Winning a lost game
Only a couple of weeks after announcing my departure from the chess.com blogs, I'm back. My thanks go to Erik who solved my problems, and to the many people who offered support either in Dozy's Inferno or by PM. It was appreciated.
I thought this might be a good time to talk about some chess players who made a comeback in games or situations that were certainly lost.
In the euphoria that surrounded Bobby Fischer's great win at Reykjavik in 1972, and understanding also that he had been the strong favourite, it's easy to forget the circumstances that changed his status from overdog to underdog.
Before Reykjavik the two men had met five times, resulting in three wins to Spassky and two draws. Bobby had never beaten the man. Then when the World Championship Match started Spassky won the first game, making it four wins and two draws from six games.
Fischer must have been perplexed and, citing the TV cameras as the reason, he refused to play the second game, giving a 2-0 lead to this man who had, until now, been his nemesis. Since Spassky only needed to draw the match to retain his title, this meant that Fischer was, in effect, three points behind.
What happened after that was extraordinary. Fischer bounced back to win the third, draw the fourth, and win the fifth, levelling the match at 2½—2½. The hoodoo was broken and Fischer was on a roll.
The game that follows is that fifth game, and is one of my favourites from the match. Fischer's astonishing bishop sacrifice is logical, and easy enough to understand, but was an unexpected thunderbolt for Spassky and must have destroyed his confidence. This was the shortest game of the match.
One of the most famous revivals in the history of chess occurred in the 1910 World Championship Match between Emanuel Lasker and David Janowski. A QGD, the game had opened quietly enough but when Black castled queenside on his tenth move Lasker found his knight was pinned and under double attack. Euwe and Kramer described this as “one of the most famous 'won' positions in the story of chess”; Tarrasch said simply, “The white knight on d4 stands badly and this must be White's undoing.”

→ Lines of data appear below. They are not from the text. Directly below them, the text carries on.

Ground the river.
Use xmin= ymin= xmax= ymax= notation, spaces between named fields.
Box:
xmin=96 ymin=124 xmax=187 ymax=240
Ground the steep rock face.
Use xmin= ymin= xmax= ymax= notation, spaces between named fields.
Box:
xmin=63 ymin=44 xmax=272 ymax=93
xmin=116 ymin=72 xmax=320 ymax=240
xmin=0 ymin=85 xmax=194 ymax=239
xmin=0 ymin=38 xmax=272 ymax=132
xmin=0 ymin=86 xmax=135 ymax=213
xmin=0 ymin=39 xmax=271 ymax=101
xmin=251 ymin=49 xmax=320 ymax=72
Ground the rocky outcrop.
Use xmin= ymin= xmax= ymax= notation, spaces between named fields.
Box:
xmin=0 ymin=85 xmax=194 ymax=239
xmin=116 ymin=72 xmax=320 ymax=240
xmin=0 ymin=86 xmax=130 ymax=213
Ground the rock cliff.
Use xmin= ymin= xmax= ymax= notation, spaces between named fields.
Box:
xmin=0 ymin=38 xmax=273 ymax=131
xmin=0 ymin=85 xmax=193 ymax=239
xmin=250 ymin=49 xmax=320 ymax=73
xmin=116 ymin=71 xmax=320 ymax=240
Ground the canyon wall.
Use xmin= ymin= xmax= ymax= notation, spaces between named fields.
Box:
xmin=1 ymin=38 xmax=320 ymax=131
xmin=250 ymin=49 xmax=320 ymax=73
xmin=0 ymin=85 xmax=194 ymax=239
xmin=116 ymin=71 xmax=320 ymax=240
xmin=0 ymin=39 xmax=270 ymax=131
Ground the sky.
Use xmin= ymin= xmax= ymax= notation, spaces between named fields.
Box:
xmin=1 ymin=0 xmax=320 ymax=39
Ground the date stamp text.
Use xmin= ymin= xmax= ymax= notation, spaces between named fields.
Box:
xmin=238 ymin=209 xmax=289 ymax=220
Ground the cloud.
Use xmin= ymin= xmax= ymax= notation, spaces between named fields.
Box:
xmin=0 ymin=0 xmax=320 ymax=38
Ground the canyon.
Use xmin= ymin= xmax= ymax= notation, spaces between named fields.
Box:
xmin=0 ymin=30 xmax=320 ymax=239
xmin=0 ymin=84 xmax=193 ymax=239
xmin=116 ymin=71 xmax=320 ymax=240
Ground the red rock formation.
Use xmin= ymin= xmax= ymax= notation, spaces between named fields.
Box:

One of the greatest chess teachers of all time, Master Po, had this advice for playing won games: “When one eye is fixed on the destination, Grasshopper, you have only one eye to search for the way." Translated into modern English that means, “It only takes one lapse of concentration to snatch defeat from the jaws of victory.”
In this game from the 1985 USSR Championship Viktor Kuporosov had the white pieces against Leonid Yudasin. Kuporosov had a strong attack but Yudasin seemed to have all the squares covered and, with a pawn advantage, may already have been thinking about winning the endgame.
Then, like a Ninja swooping in from the darkness, Kuporosov played 26.Nc6+.
There were four ways Black could have captured that knight—and all of them lost to a discovered check.